Session cochair Dr. Keith A. A. Fox put Dr. Mehran’s feet to the fire by posing a challenging clinical scenario: What will you advise, he inquired, the next time a colleague asks what to do for a patient who had a coronary stent implanted 3 days ago and has just had a major GI bleed while on DAPT?

"This is what we call ‘the DAPT dilemma,’ " she replied. "It’s a critically important question. We all face it. We now know from PARIS that if we disrupt the treatment due to bleeding, the hazard in that first week is going to be increased sevenfold. So I think we should do everything we can to control the bleeding so we can keep the patient on DAPT, but if we must, then I think stopping one drug would be better than stopping two."

In an interview, American Heart Association spokesperson Dr. Elliott Antman said the PARIS registry shows that in general physicians are doing a fairly good job of intuitively deciding who can safely come off DAPT. But what’s really needed is the sort of well-defined practice guidance that can come only from a large, randomized trial.

Fortunately, he said, the results of such a study, the ongoing DAPT trial, should be available in about a year. This is a 15,000-patient clinical trial in which all stent recipients were placed on DAPT for 1 year, then randomized to come off of DAPT at that point or continue on, noted Dr. Antman, professor of medicine at Harvard Medical School, Boston.

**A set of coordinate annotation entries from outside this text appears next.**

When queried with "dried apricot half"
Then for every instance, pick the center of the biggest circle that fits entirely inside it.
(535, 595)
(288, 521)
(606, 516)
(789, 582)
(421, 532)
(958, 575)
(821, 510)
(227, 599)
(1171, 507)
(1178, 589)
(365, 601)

The PARIS registry is funded by Bristol-Myers Squibb and Sanofi-Aventis. Dr. Mehran reported receiving consulting fees from Sanofi-Aventis and more than half a dozen other pharmaceutical and device companies.

Simultaneous with her presentation of the PARIS registry findings in Amsterdam, the results were published online in the Lancet (Sept. 1, 2013 [doi:10.1016/50140-6736(13)61720-1]).

The study was funded by Bristol-Myers Squibb and Sanofi-Aventis. The presenter is a paid consultant to Sanofi-Aventis and other companies.